Für die Zuschauer war der Bild- und Tonausfall beim EM-Halbfinale Deutschland gegen Türkei äußerst lästig - und das ZDF ist ebenfalls sauer. Der Sender überprüft nun, ob er finanzielle Ansprüche gegen die Uefa geltend machen kann.

Die mächtige Uefa übte sich am Donnerstag mächtig im Kniefall für die Bild-und-Ton-Ausfälle beim EM-Halbfinale Deutschland gegen die Türkei am Mittwochabend. "Wir bedauern dies zutiefst. Es war eine Verkettung unglücklicher Umstände", sagte der Uefa-Geschäftsführer für Medientechnologie, Alexandre Fourtoy. Durch ein heftiges Gewitter ausgelöste Mikroausfälle von weniger als einer Millisekunde hätten das Stromversorgungssystem im Internationalen Broadcast Center (IBC) in Wien mehrfach zum Erliegen gebracht. Im ZDF wie auch bei den TV-Übertragungen vieler anderer Sender blieben während der zweiten Halbzeit die Bildschirme für bis zu 18 Minuten dunkel, verstummten die Kommentatoren.

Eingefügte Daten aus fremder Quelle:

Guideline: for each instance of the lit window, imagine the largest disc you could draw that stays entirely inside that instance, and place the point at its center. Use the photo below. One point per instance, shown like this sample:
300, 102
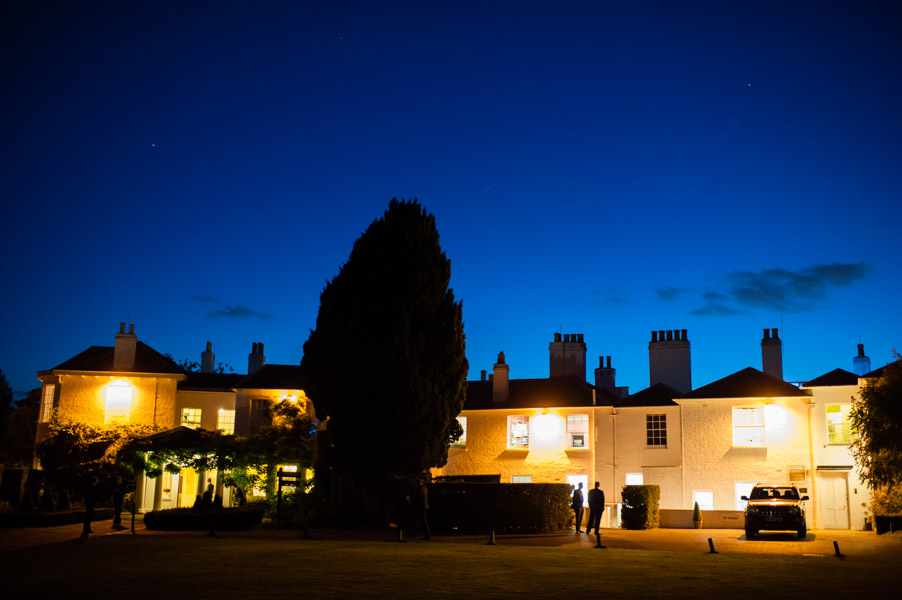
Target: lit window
656, 430
748, 426
47, 402
705, 499
225, 421
461, 442
839, 423
191, 417
118, 402
577, 431
518, 432
260, 414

ZDF-Sportchef Dieter Gruschwitz bezeichnete die Störung als "ärgerlichste anzunehmende Panne", die trotz 29,43 Millionen Zuschauer eine neue Rekordquote für eine Fernsehsendung in Deutschland verhindert hätte.

Das ZDF behalf sich am Mittwochabend mit dem Umstieg auf die Bilder des Schweizer Fernsehens SF 1, Kommentator Béla Réthy griff zum Telefon. Der ZDF-Mann kam rund fünf Sekunden vor dem Bild in die deutschen Haushalte. Das liegt daran, dass die Sprachübertragung ohne Komprimierung erfolgt. Zum Verständnis: Das Fernsehsignal wird in der Regel digital übertragen und muss an den verschiedenen Knotenpunkten jedes Mal "entpackt" und dann wieder "verpackt" werden.

Für die Produktion des sogenannten Weltbildes für die 31 EM-Spiele ist die extra gegründete Uefa-Tochterfirma Umet verantwortlich. Bei den vergangenen Turnieren hatte stets die Europäische Rundfunk-Union (EBU), deren Mitglieder ARD und ZDF sind, den sogenannten Hostbroadcaster gestellt und die Fernsehbilder produziert. Bei der Fußball-WM 2008 zeigt sich der Kontrollwahn der Uefa, die die Hoheit übers ausgetrahlte Bild besitzen will. Alle Radio- und Fernsehstationen, und damit auch ARD und ZDF, sind verpflichtet, das offizielle Fernsehsignal der Uefa aus dem IBC in Österreichs Hauptstadt zu übernehmen. Die ZDF-Koalition mit dem Schweizer Fernsehen SF 1, das zum Glück für die Fans über eine vom Stromausfall nicht betroffene Glasfaser-Direktverbindung zum Baseler Stadion verfügte, war streng genommen eine Vertragsverletzung.

Natürlich haben ARD und ZDF während der Übertragung in den Stadien "unilaterale Kameras" im Einsatz. Aber auch deren Bilder müssen durch das IBC-Nadelöhr in Wien. Ebenso vom softwarefehler war betroffen war der ARD-Hörfunk, dessen Leitungen mehrfach zusammenbrachen. Das Inforadio vom RBB behalf sich zwischenzeitlich dadurch, dass der ZDF-Ton mit Béla Réthy aufgeschaltet wurde.

ARD und ZDF beklagen, dass ihnen die Uefa das technische Netz als unterbrechungsfrei mit Back Up durch Diesel-Generatoren zugesichert hatte. Warum diese nicht angesprungen sind, wird noch untersucht. Ein eigenes Back-up-System stand den Sendern nicht zur Verfügung. Die Uefa kündigte neue, besondere Sicherheitsmaßnahmen an, so soll ein parallel laufender Generator während des Finales alle etwaigen Mikroausfälle auffangen. Die ARD, die das Endspiel am Sonntag überträgt, wird in München beim Bayerischen Rundfunk eine Ersatzregie bereithalten.

Das ZDF überprüft derzeit, ob der Sender finanzielle Ansprüche gegen die Uefa geltend machen kann. Immerhin zahlen ARD und ZDF zusammen für die Übertragung der 31 EM-Partien rund 115 Millionen Euro. Die Europäische Fußball-Union generiert 800 Millionen Euro des EM-Etats von insgesamt 1,3 Milliarden Euro durch Fernseheinnahmen. Da müsste ein Diesel-Generator drin sein.